In his 2014a and 2014b studies, Valiantzas provided clarifications, performance evaluations, and methodological discussions to support the robustness of his simplified models. In Valiantzas (2015), the focus was on adapting his limited-data models specifically for humid locations, improving their accuracy in such climates. Finally, in his 2018 works, he compared the temperature- and humidity-based simplified models to other empirical methods, including the Hargreaves–Samani method, and further validated their suitability under diverse climatic conditions.
Overall, Valiantzas' models significantly contribute to expanding the usability of ET₀ estimation in data-scarce regions by providing reliable alternatives that require only a minimal set of routine weather observations (e.g., temperature, relative humidity, and elevation). This makes them especially valuable in regions like Coimbatore, where continuous and high-quality meteorological records, especially solar radiation and wind speed, are often unavailable.
These models provide a practical alternative for regions with limited data availability and have been demonstrated to yield results comparable to those of the FAO56-PM method under specific conditions (Djaman et al., 2016).
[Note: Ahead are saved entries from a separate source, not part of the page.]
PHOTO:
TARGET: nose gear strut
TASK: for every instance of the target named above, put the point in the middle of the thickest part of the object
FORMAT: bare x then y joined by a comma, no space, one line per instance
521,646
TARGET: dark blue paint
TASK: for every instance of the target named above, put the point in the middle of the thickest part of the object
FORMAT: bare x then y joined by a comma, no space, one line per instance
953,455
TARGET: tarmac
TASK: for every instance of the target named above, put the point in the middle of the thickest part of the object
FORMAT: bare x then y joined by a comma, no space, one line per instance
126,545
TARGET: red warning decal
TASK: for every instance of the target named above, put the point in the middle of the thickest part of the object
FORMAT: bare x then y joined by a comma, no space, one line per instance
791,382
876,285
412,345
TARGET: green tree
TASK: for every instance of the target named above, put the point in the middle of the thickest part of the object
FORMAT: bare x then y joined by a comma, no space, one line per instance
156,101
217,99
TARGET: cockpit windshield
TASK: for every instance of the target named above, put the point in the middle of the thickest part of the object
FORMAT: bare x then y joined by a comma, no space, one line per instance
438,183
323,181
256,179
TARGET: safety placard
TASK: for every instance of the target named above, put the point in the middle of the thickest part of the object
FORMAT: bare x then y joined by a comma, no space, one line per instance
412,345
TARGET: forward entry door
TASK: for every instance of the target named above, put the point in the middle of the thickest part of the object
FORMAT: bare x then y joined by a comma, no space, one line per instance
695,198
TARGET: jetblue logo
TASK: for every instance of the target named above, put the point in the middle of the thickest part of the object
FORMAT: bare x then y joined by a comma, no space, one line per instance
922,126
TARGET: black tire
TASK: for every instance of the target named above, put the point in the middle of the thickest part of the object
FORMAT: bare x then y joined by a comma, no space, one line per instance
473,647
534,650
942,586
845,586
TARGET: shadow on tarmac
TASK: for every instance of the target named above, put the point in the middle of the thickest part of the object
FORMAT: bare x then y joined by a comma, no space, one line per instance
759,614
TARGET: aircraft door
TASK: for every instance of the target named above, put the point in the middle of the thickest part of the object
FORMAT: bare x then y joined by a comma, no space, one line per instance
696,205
A key variable in ET₀ estimation is solar radiation (Rs), but it is rarely measured directly at most weather stations due to the high cost and maintenance of pyranometers. To address this, Hargreaves and Samani (1982) developed an empirical model to estimate Rs using only Tmax and Tmin, two variables that are routinely recorded at nearly all-weather stations. This model, along with its later refinements (Samani, 2000; Samani et al., 2011; Hargreaves & Allen, 2003), remains one of the most widely used approaches for estimating Rs when direct measurements are unavailable.
More recently, Valiantzas (2017) proposed an enhanced version of the Hargreaves–Samani model that incorporates relative humidity (RH) along with air temperature. This modification leverages the fact that RH sensors are significantly more affordable than radiation or wind sensors (Exner-Kittridge & Rains, 2010). The inclusion of RH helps improve the accuracy of solar radiation estimation, especially in humid and semi-arid climates. Studies conducted in diverse regions such as Iran (Valipour, 2014), the Mediterranean basin (Kisi, 2014), Western Australia (Ahooghalandari et al., 2016), Senegal (Djaman et al., 2015), and Burkina Faso (Djaman et al., 2016) have validated the reliability and adaptability of Valiantzas’ simplified models under various climatic conditions.
In this context, the present study was undertaken to assess the performance of the modified Hargreaves–Samani model proposed by Valiantzas (2017) for estimating solar radiation using daily temperature and relative humidity data. The goal is to evaluate whether these simplified models can provide reliable inputs for the FAO56-PM method, thereby accurately estimating reference evapotranspiration under data-limited conditions. Specifically, the study compares the ET₀ values obtained using the FAO56-PM method by substituting Rs estimated from both the original Hargreaves–Samani model and the Valiantzas’ model.
The evaluation was carried out on a daily time scale using 21 years of meteorological data (from 2004 to 2024) retrieved from the NASA POWER database for the semi-arid region of Coimbatore, Tamil Nadu. This study not only investigates the suitability of these models under local climatic conditions but also provides insights into improving irrigation planning in areas where complete meteorological datasets are unavailable.